Matthew Finlayson

mattbnfin at gmail dot com


Hello! I am a PhD student at USC, advised by Swabha Swa­yam­dip­ta and Xiang Ren. Previously, I was a Predoctoral Researcher at AI2, and before that I studied computer science and linguistics at Harvard.

My current research focuses on improving language modeling, sampling, and interpretability methods by building and exploiting our theoretical understanding of neural language models.


Paper accepted to COLM
Interning at Meta GenAI
Gave talks at Meta FAIR and USC ISI on stealing ChatGPT's hidden size.
Gave a talk at CMU LTI on decoding and the softmax bottleneck.
Paper accepted to ICLR.
Paper accepted to EMNLP.
Joined USC as a PhD student in NLP.
Selected for NSF GRFP Honorable Mention.
Gave a talk at IST/Unbabel on math reasoning evaluation.
Decomposed Prompting accepted to ICLR.
Gave a talk at FLaNN on using formal languages to studying instruction learning.
Two papers accepted to EMNLP.
Joined AI2 as a pre-doctoral researcher.



Preprints & publications

  1. From Decoding to Meta-Generation: Inference-time Algorithms for Large Language Models

    Sean Welleck, Amanda Bertsch, Matthew Finlayson, Hailey Schoelkopf, Alex Xie, Graham Neubig, Ilia Kulikov, and Zaid Harchaoui


    One of the most striking findings in modern research on large language models (LLMs) is that scaling up compute during training leads to better results.
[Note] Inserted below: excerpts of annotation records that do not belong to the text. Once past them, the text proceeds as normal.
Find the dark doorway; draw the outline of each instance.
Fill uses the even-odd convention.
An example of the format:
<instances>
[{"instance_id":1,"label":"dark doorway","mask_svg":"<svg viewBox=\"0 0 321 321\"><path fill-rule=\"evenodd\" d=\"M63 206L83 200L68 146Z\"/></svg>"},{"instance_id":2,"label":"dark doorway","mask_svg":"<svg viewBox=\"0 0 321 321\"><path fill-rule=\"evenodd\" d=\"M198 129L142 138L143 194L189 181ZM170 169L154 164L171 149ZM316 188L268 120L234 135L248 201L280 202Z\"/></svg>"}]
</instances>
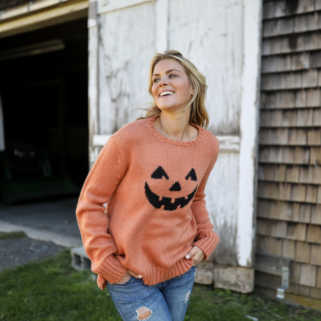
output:
<instances>
[{"instance_id":1,"label":"dark doorway","mask_svg":"<svg viewBox=\"0 0 321 321\"><path fill-rule=\"evenodd\" d=\"M88 42L87 18L0 39L6 149L33 148L48 160L41 173L30 165L18 176L64 175L81 187L88 166Z\"/></svg>"}]
</instances>

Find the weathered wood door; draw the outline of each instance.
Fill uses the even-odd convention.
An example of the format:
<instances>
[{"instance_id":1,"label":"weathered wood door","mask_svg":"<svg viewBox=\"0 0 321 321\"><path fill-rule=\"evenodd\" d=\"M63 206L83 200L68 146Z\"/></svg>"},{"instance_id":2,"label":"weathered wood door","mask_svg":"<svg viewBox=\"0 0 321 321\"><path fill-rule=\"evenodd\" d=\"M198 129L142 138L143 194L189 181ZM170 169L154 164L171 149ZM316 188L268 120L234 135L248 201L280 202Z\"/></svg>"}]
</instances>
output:
<instances>
[{"instance_id":1,"label":"weathered wood door","mask_svg":"<svg viewBox=\"0 0 321 321\"><path fill-rule=\"evenodd\" d=\"M205 191L221 239L213 259L250 268L260 2L99 0L91 2L88 21L91 163L109 135L134 120L133 111L151 99L153 55L180 50L206 76L208 129L221 144Z\"/></svg>"}]
</instances>

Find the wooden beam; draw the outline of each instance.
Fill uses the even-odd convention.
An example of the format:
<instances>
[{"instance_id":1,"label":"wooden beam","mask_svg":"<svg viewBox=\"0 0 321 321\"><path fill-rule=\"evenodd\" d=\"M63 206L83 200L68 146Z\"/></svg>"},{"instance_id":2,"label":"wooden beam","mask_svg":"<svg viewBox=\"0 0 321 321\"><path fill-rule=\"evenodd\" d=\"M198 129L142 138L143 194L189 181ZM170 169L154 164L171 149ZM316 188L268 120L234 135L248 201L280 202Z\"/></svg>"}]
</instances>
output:
<instances>
[{"instance_id":1,"label":"wooden beam","mask_svg":"<svg viewBox=\"0 0 321 321\"><path fill-rule=\"evenodd\" d=\"M88 0L66 2L45 11L4 21L0 22L0 38L87 17L88 6Z\"/></svg>"},{"instance_id":2,"label":"wooden beam","mask_svg":"<svg viewBox=\"0 0 321 321\"><path fill-rule=\"evenodd\" d=\"M255 270L274 275L281 275L282 267L290 268L291 261L292 259L289 257L257 253Z\"/></svg>"}]
</instances>

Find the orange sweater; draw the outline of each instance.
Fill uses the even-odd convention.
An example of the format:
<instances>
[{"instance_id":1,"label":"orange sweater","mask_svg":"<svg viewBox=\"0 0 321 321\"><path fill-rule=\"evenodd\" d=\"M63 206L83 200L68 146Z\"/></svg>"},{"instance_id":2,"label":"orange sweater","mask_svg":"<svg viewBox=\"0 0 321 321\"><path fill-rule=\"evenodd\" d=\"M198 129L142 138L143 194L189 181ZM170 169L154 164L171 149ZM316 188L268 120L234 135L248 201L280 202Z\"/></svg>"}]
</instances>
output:
<instances>
[{"instance_id":1,"label":"orange sweater","mask_svg":"<svg viewBox=\"0 0 321 321\"><path fill-rule=\"evenodd\" d=\"M156 118L131 123L110 137L79 197L78 223L102 290L127 269L149 285L180 275L193 264L185 256L194 245L207 259L219 241L204 199L217 139L195 125L195 140L166 138L154 128Z\"/></svg>"}]
</instances>

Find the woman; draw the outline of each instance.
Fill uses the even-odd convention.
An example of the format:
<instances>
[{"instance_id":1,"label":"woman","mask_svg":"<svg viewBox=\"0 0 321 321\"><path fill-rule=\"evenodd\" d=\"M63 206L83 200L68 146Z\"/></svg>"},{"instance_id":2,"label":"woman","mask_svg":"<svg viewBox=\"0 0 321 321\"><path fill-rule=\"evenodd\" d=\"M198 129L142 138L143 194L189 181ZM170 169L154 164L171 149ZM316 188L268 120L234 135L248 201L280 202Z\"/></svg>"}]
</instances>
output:
<instances>
[{"instance_id":1,"label":"woman","mask_svg":"<svg viewBox=\"0 0 321 321\"><path fill-rule=\"evenodd\" d=\"M196 265L219 241L204 199L219 148L202 127L207 88L179 51L156 54L154 104L111 136L83 187L76 213L85 249L124 321L182 320Z\"/></svg>"}]
</instances>

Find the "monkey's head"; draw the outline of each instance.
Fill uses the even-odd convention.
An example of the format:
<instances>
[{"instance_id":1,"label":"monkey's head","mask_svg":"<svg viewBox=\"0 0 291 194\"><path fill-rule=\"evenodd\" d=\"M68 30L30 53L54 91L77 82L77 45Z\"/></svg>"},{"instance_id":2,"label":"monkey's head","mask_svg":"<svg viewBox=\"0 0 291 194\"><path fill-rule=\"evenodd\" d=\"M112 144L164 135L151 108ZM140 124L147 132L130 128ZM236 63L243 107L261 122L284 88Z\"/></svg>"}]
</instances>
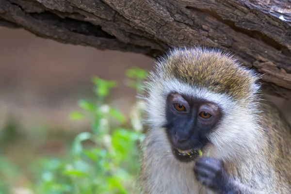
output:
<instances>
[{"instance_id":1,"label":"monkey's head","mask_svg":"<svg viewBox=\"0 0 291 194\"><path fill-rule=\"evenodd\" d=\"M174 49L156 67L146 83L147 121L152 132L165 135L165 149L189 162L199 150L226 159L251 148L259 131L257 74L199 47Z\"/></svg>"}]
</instances>

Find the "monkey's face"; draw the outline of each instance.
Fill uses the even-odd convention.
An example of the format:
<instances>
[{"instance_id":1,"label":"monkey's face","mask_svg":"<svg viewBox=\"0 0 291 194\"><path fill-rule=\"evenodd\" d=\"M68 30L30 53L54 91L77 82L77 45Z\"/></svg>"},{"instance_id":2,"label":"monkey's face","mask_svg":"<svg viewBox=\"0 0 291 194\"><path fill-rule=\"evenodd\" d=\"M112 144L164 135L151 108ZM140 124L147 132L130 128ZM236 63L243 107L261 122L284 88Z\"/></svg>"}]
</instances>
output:
<instances>
[{"instance_id":1,"label":"monkey's face","mask_svg":"<svg viewBox=\"0 0 291 194\"><path fill-rule=\"evenodd\" d=\"M214 103L178 94L170 94L166 104L164 126L172 151L181 162L190 162L210 143L209 134L214 130L221 112Z\"/></svg>"}]
</instances>

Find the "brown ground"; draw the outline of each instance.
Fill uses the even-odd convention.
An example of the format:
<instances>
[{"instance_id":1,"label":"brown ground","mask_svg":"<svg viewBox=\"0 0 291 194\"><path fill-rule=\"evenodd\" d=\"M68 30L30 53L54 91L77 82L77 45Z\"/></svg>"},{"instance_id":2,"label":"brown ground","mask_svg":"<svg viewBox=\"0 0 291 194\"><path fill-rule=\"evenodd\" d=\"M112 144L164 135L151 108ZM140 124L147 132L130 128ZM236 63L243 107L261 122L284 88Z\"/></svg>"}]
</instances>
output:
<instances>
[{"instance_id":1,"label":"brown ground","mask_svg":"<svg viewBox=\"0 0 291 194\"><path fill-rule=\"evenodd\" d=\"M33 134L2 149L23 168L32 155L64 151L63 139L44 140L44 130L86 129L86 123L70 121L68 115L78 109L79 99L92 97L92 76L119 81L109 101L127 114L135 92L122 83L125 70L152 69L154 62L138 54L62 44L23 30L0 28L0 132L13 115L22 131ZM291 120L291 103L273 99Z\"/></svg>"}]
</instances>

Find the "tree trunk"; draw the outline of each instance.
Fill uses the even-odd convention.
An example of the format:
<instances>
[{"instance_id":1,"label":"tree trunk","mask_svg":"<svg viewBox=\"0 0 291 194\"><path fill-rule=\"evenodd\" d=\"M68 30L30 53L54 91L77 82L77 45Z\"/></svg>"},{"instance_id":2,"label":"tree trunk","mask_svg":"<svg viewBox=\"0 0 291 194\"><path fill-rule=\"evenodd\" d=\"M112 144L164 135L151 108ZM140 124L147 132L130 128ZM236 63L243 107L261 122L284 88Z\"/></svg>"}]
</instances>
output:
<instances>
[{"instance_id":1,"label":"tree trunk","mask_svg":"<svg viewBox=\"0 0 291 194\"><path fill-rule=\"evenodd\" d=\"M290 0L0 0L0 25L155 57L199 44L235 54L291 99Z\"/></svg>"}]
</instances>

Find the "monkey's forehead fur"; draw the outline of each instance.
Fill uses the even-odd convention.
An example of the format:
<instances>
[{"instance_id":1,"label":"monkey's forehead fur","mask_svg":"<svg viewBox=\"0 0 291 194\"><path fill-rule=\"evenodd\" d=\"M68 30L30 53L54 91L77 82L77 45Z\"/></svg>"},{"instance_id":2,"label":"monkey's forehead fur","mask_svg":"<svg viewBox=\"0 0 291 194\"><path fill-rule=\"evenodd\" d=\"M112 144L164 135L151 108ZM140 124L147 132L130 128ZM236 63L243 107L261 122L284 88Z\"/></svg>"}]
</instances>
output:
<instances>
[{"instance_id":1,"label":"monkey's forehead fur","mask_svg":"<svg viewBox=\"0 0 291 194\"><path fill-rule=\"evenodd\" d=\"M156 81L177 79L193 86L226 94L236 100L253 95L259 89L256 84L258 74L218 49L173 48L159 59L156 69L157 72L152 74Z\"/></svg>"}]
</instances>

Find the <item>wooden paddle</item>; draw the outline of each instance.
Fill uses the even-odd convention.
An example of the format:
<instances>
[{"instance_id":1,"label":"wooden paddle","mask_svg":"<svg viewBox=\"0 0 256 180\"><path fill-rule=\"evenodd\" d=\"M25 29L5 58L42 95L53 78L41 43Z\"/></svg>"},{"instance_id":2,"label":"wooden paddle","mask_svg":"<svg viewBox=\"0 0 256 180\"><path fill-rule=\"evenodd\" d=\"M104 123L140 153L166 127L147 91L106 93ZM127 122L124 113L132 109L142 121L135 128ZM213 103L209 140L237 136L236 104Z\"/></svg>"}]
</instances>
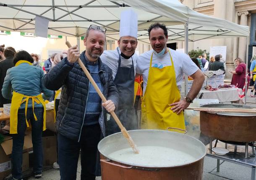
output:
<instances>
[{"instance_id":1,"label":"wooden paddle","mask_svg":"<svg viewBox=\"0 0 256 180\"><path fill-rule=\"evenodd\" d=\"M240 108L220 108L208 107L188 107L186 109L194 111L211 111L212 112L242 112L256 113L256 109L240 109Z\"/></svg>"},{"instance_id":2,"label":"wooden paddle","mask_svg":"<svg viewBox=\"0 0 256 180\"><path fill-rule=\"evenodd\" d=\"M72 46L71 46L71 44L70 44L70 43L69 43L69 42L68 41L66 41L66 44L67 45L68 47L69 48L72 47ZM99 97L100 97L103 102L106 102L107 101L107 99L104 96L103 94L101 92L101 91L97 86L97 84L96 84L96 83L95 83L95 82L91 76L91 74L90 74L89 72L88 72L88 71L87 70L87 69L85 67L85 66L84 65L84 63L82 62L82 61L79 58L77 59L77 62L78 62L78 63L80 66L81 66L81 68L82 68L82 69L83 69L83 71L85 74L86 76L89 79L89 81L90 81L90 82L91 82L91 84L92 84L92 86L93 86L93 87L94 88L94 89L97 91L97 93L98 93L98 94L99 94ZM121 132L123 133L123 136L124 136L126 138L126 139L128 141L129 145L130 145L130 146L133 149L133 150L136 153L138 154L139 151L138 150L138 149L137 149L137 146L136 146L136 145L135 145L135 144L134 143L134 142L133 142L132 139L131 138L131 137L127 132L127 130L123 127L123 126L120 122L120 120L119 120L117 115L115 114L115 112L114 112L114 111L112 111L112 112L110 112L110 114L112 115L112 117L114 118L114 119L115 119L116 123L118 124L118 125L121 129Z\"/></svg>"}]
</instances>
However, less attention has been given to the benefits of scaling compute during inference. This survey focuses on these inference-time approaches. We explore three areas under a unified mathematical formalism: token-level generation algorithms, meta-generation algorithms, and efficient generation. Token-level generation algorithms, often called decoding algorithms, operate by sampling a single token at a time or constructing a token-level search space and then selecting an output. These methods typically assume access to a language model's logits, next-token distributions, or probability scores. Meta-generation algorithms work on partial or full sequences, incorporating domain knowledge, enabling backtracking, and integrating external information. Efficient generation methods aim to reduce token costs and improve the speed of generation. Our survey unifies perspectives from three research communities: traditional natural language processing, modern LLMs, and machine learning systems.
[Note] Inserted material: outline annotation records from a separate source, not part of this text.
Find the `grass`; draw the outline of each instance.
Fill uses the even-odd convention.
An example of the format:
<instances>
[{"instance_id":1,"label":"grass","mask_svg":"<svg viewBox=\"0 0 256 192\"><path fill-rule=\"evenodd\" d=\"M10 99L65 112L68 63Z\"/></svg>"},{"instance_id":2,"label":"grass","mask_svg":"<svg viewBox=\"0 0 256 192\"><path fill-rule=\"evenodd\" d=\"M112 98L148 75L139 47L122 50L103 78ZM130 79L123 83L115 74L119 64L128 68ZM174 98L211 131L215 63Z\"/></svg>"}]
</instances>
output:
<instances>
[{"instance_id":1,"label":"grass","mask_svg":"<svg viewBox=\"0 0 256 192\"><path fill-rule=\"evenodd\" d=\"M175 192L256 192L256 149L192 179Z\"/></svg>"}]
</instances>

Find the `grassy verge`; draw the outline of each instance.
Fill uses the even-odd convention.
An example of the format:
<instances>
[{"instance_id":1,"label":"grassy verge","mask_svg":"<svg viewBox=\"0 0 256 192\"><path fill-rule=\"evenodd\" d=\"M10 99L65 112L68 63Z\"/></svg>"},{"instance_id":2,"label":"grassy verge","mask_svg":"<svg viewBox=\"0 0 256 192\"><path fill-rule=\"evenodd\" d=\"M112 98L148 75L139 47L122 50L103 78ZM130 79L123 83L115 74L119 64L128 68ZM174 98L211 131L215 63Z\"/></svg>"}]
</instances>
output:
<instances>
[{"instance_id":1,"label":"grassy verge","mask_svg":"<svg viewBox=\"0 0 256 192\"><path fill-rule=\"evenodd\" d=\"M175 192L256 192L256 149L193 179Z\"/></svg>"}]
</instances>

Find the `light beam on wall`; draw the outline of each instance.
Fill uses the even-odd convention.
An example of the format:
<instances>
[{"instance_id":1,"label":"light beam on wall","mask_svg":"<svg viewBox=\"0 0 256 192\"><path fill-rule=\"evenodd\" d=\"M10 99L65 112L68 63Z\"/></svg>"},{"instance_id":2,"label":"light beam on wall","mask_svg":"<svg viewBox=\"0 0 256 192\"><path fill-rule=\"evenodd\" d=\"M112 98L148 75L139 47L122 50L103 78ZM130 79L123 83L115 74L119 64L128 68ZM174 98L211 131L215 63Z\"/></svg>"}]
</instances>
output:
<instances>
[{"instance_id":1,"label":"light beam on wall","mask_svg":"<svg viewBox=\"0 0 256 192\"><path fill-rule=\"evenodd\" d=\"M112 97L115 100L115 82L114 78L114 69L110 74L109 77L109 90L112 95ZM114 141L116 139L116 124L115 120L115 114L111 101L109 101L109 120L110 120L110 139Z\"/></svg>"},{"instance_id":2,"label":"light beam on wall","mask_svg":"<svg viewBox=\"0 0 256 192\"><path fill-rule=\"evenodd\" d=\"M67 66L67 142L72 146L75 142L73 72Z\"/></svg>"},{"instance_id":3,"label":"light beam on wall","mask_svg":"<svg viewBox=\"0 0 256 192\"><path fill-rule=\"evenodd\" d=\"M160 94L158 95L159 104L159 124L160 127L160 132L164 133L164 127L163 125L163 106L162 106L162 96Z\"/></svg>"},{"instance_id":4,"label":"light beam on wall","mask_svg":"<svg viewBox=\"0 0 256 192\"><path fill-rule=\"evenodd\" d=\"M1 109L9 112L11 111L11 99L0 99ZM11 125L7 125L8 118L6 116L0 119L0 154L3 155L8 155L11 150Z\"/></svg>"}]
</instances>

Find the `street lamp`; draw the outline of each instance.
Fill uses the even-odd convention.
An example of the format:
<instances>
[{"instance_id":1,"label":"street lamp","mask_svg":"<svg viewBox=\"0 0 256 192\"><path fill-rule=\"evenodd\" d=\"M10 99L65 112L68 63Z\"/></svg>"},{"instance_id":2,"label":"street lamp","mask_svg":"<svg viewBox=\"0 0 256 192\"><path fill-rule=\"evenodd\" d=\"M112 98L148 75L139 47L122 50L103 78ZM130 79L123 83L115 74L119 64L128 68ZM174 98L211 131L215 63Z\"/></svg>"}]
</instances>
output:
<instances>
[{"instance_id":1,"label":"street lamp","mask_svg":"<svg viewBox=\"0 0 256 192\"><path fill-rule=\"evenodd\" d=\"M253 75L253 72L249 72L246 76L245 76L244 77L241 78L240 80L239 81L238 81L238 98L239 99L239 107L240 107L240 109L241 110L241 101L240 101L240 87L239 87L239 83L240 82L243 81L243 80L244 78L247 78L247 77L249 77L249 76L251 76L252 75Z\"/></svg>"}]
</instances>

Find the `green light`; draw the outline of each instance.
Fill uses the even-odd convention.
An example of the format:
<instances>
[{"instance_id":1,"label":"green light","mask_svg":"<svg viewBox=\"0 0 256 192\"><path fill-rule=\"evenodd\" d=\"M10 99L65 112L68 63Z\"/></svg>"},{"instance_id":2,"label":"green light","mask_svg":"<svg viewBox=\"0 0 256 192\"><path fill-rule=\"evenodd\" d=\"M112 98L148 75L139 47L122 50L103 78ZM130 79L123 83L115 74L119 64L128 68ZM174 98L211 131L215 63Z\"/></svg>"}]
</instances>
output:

  2. Logits of API-Protected LLMs Leak Proprietary Information

    Matthew Finlayson, Xiang Ren, and Swabha Swa­yam­dip­ta


    The commercialization of large language models (LLMs) has led to the common practice of high-level API-only access to proprietary models. In this work, we show that even with a conservative assumption about the model architecture, it is possible to learn a surprisingly large amount of non-public information about an API-protected LLM from a relatively small number of API queries (e.g., costing under $1,000 for OpenAI’s gpt-3.5-turbo). Our findings are centered on one key observation: most modern LLMs suffer from a softmax bottleneck, which restricts the model outputs to a linear subspace of the full output space. We show that this lends itself to a model image or a model signature which unlocks several capabilities with affordable cost: efficiently discovering the LLM’s hidden size, obtaining full-vocabulary outputs, detecting and disambiguating different model updates, identifying the source LLM given a single full LLM output, and even estimating the output layer parameters. Our empirical investigations show the effectiveness of our methods, which allow us to estimate the embedding size of OpenAI’s gpt-3.5-turbo to be about 4,096. Lastly, we discuss ways that LLM providers can guard against these attacks, as well as how these capabilities can be viewed as a feature (rather than a bug) by allowing for greater transparency and accountability.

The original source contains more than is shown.